Татьяна освободила колени Дмитрия Дмитриевича и потянула его в общий зал, откуда раздавалась музыка. Дмитрий Дмитриевич улыбнулся, а потом шутливо обнял ее.

— Не будем засвечиваться, — сказал он, уклоняясь от призывных рук, — у меня за каждым столиком найдется один закадычный друг, с которым надо будет выпить. Лучше потанцуй с американцем, — Он кивнул на невысокого полного мужчину лет сорока с курчавыми волосами и круглым свежим лицом. — Анатолий, пригласи даму.

Сам Дмитрий Дмитриевич спустился по витой лестнице вниз и прошел в туалет, где сполоснул разгоряченное лицо и руки. Туалет расположен был как раз напротив входной двери, а рядом стоял столик администратора с телефоном. Юбиляр решил было позвонить домой, но тут дверь отворил какой-то случайный посетитель, видимо, не знающий местных порядков, и такой ночной прохладой и свежестью пахнуло с бульвара, что Дмитрий Дмитриевич, сам не зная зачем, вышел за порог и встал, запрокинув голову в уже полуночное небо. Дышалось легко, и напряжение последних дней растаяло от тишины и ночной свежести.

«Будто и не пил», — подумал юбиляр, дивясь своему блаженному состоянию.

Он уже было двинулся назад, с сожалением расставаясь с тихой в эти часы улицей, когда какая-то тень выскользнула из дверей кафе и направилась к нему. Дмитрий Дмитриевич кожей почувствовал опасность, но сделать ничего не успел. Вообще-то он был не из породы бойцов — врагов своих убирал рассчитанными ходами, как шахматный игрок, а вовсе не как, скажем, боксер, бросающий противника в нокаут.

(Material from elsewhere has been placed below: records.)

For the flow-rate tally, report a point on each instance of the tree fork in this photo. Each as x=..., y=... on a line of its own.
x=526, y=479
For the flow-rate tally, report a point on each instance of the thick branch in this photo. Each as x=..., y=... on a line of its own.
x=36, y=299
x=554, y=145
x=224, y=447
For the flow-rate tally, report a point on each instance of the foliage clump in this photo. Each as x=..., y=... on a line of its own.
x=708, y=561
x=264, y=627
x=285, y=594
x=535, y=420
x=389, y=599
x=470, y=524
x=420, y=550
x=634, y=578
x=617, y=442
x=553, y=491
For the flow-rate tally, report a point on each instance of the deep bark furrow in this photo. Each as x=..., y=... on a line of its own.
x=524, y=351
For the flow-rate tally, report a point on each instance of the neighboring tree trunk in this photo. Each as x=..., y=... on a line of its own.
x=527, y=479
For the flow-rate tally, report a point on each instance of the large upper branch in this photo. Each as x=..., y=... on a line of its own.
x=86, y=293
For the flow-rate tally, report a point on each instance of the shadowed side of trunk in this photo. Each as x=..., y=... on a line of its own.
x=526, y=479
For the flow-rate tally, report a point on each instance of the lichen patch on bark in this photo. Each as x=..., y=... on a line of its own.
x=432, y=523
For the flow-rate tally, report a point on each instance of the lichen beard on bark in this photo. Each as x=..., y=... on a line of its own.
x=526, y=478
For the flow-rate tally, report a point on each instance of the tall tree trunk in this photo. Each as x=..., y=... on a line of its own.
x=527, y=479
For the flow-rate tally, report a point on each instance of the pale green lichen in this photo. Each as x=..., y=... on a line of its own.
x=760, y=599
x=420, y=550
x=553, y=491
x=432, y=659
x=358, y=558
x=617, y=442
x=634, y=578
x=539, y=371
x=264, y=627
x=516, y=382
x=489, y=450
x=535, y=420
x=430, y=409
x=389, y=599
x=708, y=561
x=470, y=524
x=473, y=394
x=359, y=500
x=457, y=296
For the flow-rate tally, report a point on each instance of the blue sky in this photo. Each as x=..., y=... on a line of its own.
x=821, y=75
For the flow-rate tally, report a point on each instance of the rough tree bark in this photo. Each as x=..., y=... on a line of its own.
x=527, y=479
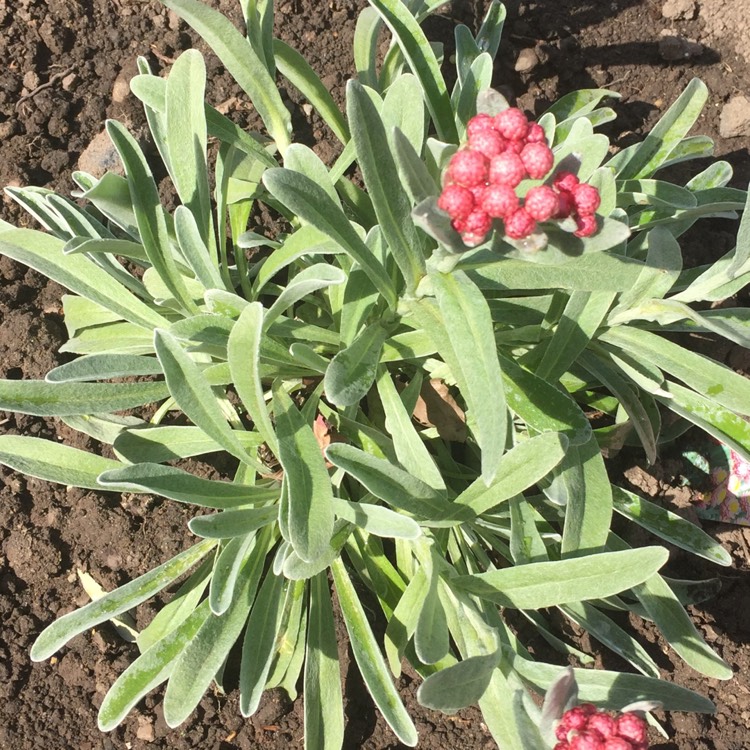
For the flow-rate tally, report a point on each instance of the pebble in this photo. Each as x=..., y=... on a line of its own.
x=735, y=118
x=30, y=80
x=70, y=82
x=145, y=731
x=679, y=10
x=673, y=47
x=100, y=156
x=527, y=60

Он рванулся обойти гостя, который только что вошел в будто бы по случайности незапертую дверь кафе, но чья-то рука схватила его за локоть и стала медленно и неодолимо разворачивать в сторону.

— В чем дело? — стандартно спросил Дмитрий Дмитриевич.

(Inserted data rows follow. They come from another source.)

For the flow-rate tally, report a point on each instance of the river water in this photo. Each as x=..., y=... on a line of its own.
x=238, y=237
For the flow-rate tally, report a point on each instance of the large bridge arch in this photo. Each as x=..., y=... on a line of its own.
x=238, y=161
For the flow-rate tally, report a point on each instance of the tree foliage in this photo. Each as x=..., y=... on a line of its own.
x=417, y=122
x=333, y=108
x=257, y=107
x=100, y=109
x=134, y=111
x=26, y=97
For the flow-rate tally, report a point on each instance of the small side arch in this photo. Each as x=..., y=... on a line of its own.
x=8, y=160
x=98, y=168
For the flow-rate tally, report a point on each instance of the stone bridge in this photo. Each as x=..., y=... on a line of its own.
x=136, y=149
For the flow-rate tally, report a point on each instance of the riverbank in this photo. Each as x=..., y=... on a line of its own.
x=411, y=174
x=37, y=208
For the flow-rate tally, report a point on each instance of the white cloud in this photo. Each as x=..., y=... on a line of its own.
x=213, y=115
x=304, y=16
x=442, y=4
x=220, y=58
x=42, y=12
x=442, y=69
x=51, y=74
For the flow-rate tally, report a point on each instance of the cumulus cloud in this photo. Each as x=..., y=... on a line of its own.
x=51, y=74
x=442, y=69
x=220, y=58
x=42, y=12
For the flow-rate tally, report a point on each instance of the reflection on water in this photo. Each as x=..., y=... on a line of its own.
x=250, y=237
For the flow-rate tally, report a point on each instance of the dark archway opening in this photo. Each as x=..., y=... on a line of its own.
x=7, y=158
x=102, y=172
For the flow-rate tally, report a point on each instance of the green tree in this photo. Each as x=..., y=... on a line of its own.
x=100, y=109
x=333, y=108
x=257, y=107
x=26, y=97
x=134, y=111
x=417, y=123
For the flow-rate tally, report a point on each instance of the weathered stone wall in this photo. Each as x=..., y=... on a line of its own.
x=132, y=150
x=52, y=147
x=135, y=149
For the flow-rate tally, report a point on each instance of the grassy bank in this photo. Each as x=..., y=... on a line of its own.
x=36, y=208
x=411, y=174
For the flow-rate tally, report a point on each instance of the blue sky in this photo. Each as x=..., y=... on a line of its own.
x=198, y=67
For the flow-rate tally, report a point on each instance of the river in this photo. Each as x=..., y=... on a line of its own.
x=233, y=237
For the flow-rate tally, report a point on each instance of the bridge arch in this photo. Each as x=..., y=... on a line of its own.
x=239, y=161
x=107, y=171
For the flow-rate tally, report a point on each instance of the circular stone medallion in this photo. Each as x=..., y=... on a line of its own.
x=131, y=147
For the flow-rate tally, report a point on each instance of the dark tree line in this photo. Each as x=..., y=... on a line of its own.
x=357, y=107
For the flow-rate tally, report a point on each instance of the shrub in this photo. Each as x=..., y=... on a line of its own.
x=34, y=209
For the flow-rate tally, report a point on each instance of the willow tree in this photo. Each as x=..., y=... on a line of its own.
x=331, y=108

— Привет тебе, дорогой, от зама твоего, Виктора. Поклон передает, — коротким мерзким шепотком защекотало ему в ухо, и будто невзначай чужая сила повлекла его к машине, причем машине его собственной, и запихнула в салон.


Виктор добрался до своей шконки и лег на нее, закрыв глаза. Однако сон не приходил, назойливое треньканье цыганской гитары будоражило в душе обрывки каких-то близких воспоминаний. Потом почему-то появилось лицо новой учетчицы и заполыхал на ветру ее розовый платочек. Виктор, озлясь, вскочил, собираясь вырвать у Морика гитару.

— Комиссию опять не прошел? — остановил его Трифон, который демонстративно не слушал треньканье Морика.

— Нет и никогда не пройду. Мне опер так и заявил: «Пока вы не раскаетесь в своем преступлении, мы вас не можем досрочно освободить». Я ему говорю: «Меня осудили без вины…», а он…

— «Врешь, подлый зэк», — вставил Трифон. — Все это мы уже проходили.

Морик отбросил гитару. Его крупное и до сих пор еще холеное лицо бывшего артиста театра «Ромен» наполнилось вниманием. Через три месяца у него тоже подходил срок подавать заявление на «химию», и он со всей серьезностью прислушивался к каждой детали разговора.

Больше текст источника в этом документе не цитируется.